Three painful reminders of how challenging the issue of dual-use governance is emerged from our discussions. First was the realization—obvious in retrospect—of how distinct the governance challenges are in the three technological domains we have chosen to study. For example, while there is general agreement internationally on the need to restrict access to the technologies enabling the development of nuclear weapons (with, of course, some considerable disagreements about implementation), no such consensus exists in the biological and information technology domains. Indeed, with biotechnology research, there is considerable opposition from the biological science community to any attempts to limit access to or dissemination of research findings, including information that could lead to great harm. And in the information technology arena, the Golden Rule—do unto others as you would have done to you—goes largely ignored: national adversaries (and, in some cases, allies) routinely infiltrate each other’s networks to gain intelligence and network information (including the identification of vulnerabilities allowing future exploitation), to conduct economic espionage, or to cause damage directly.
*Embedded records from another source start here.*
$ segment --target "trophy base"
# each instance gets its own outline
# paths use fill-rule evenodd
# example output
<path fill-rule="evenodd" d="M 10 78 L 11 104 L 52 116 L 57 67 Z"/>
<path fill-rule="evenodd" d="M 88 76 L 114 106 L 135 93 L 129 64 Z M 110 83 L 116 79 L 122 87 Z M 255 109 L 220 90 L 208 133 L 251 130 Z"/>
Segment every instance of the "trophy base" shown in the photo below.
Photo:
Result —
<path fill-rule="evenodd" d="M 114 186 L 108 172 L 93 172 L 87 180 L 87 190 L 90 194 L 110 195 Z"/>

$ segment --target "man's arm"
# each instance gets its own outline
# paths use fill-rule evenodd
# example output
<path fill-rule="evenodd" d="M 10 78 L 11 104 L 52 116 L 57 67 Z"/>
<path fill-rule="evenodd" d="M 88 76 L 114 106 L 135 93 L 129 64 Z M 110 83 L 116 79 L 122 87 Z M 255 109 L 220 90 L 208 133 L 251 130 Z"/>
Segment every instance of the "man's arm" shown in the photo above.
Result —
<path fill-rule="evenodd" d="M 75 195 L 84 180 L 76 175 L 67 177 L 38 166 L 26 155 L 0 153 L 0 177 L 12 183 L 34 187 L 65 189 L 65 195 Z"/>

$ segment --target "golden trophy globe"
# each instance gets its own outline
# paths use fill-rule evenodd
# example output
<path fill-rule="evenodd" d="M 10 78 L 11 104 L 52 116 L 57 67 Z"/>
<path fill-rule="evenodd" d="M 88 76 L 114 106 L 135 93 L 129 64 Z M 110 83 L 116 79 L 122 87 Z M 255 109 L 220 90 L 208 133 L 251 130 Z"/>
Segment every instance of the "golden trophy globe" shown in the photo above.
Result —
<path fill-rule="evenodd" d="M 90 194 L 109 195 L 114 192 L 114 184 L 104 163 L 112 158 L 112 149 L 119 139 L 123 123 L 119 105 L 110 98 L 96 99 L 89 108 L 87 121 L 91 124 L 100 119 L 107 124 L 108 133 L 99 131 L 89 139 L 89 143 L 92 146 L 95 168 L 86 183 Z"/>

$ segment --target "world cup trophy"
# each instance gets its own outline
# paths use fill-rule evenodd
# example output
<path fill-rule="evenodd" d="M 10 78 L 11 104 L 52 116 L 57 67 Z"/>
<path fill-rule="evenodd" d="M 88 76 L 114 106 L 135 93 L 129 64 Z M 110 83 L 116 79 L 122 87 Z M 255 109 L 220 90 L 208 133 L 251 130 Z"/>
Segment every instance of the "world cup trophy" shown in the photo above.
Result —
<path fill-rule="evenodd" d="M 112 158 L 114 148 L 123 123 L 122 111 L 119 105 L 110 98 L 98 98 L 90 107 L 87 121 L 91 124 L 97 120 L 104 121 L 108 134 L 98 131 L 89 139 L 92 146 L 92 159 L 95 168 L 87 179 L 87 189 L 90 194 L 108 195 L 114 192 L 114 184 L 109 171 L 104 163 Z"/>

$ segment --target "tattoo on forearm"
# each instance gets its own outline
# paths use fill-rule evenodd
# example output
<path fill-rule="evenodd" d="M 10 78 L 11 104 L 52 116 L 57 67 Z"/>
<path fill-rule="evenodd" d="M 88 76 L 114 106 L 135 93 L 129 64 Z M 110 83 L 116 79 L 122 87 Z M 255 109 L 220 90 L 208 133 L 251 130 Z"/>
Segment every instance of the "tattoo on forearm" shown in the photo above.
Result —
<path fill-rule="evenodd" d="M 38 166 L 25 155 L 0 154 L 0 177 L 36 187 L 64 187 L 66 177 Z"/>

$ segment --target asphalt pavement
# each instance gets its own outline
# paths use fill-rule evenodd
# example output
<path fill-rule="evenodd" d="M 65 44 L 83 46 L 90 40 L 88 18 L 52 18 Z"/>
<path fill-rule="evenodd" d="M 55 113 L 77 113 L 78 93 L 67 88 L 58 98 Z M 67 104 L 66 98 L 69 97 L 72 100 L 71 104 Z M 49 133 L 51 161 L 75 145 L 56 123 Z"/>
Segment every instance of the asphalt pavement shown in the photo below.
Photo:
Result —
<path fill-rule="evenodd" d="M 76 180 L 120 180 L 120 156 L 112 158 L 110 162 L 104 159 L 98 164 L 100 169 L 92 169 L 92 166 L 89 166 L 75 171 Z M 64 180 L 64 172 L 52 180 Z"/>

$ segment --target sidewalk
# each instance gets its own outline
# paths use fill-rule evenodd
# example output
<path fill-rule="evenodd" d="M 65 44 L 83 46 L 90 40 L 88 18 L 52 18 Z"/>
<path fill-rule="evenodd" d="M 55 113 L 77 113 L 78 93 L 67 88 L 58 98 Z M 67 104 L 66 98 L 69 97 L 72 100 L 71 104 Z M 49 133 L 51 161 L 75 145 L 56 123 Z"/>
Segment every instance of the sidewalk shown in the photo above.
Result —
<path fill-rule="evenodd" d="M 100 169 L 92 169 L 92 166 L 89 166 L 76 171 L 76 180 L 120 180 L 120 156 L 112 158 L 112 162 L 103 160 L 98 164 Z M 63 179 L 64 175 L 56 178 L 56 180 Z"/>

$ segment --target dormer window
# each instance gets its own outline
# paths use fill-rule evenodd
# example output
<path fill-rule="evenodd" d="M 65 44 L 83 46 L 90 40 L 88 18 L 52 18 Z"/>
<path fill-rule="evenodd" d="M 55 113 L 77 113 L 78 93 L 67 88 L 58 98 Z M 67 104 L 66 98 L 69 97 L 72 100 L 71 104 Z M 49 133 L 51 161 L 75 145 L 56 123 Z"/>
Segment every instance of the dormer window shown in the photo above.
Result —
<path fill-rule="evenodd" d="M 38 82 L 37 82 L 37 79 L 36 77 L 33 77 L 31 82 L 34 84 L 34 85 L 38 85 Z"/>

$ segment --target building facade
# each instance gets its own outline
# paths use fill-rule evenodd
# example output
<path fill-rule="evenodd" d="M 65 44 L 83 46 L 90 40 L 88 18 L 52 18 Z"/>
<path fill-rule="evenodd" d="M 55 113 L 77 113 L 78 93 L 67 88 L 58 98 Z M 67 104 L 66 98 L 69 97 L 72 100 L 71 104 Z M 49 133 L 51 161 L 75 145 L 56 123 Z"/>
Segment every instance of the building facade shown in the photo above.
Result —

Second, models of effective governance presume the capability to identify and punish violators of its terms. While there is some degree of attribution possible in the nuclear realm—including, for example, limited means of fingerprinting radioactive materials to trace them back to their origins—attribution is far more complex in the bio domain and may be practically impossible in the case of information technology. Finally, the issue of enforcement bedevils even the best understood of the dual-use realms. Consider the recent challenges in negotiating the terms of an agreement to limit Iran’s nuclear program, and the pronounced failure of internationally supported sanctions to curtail the nuclear ambitions of North Korea.
Nevertheless, it is a remarkable fact that—even in light of these governance limitations—the number of major violations of the Nuclear Non-Proliferation Treaty (NPT) remains very small. This, perhaps, offers hope that with further research, analysis, and vision like that presented in this volume, we will not end up with a nuclear, biotechnology, and cyber weapons free-for-all in the twenty-first century.
This Occasional Paper is part of the American Academy’s Global Nuclear Future Initiative, which is supported by generous grants from Carnegie Corporation of New York, The William and Flora Hewlett Foundation, The John D. and Catherine T. MacArthur Foundation, The Alfred P. Sloan Foundation, The Flora Family Foundation, and The Kavli Foundation.
ENDNOTES
1. One of the earliest recorded uses of such rockets in warfare was the defense of the Chinese city of Tzu T’ung in AD 994.
2. Oppenheimer quoted from Swami Prabhavananda and Christopher Isherwood, trans., Bhagavad-Gita: The Song of God (Madras, India: Sri Ramakrishna Math, 1945), ch. xi, v. 32. The line is elsewhere given as “I am become Death, the shatterer of worlds.”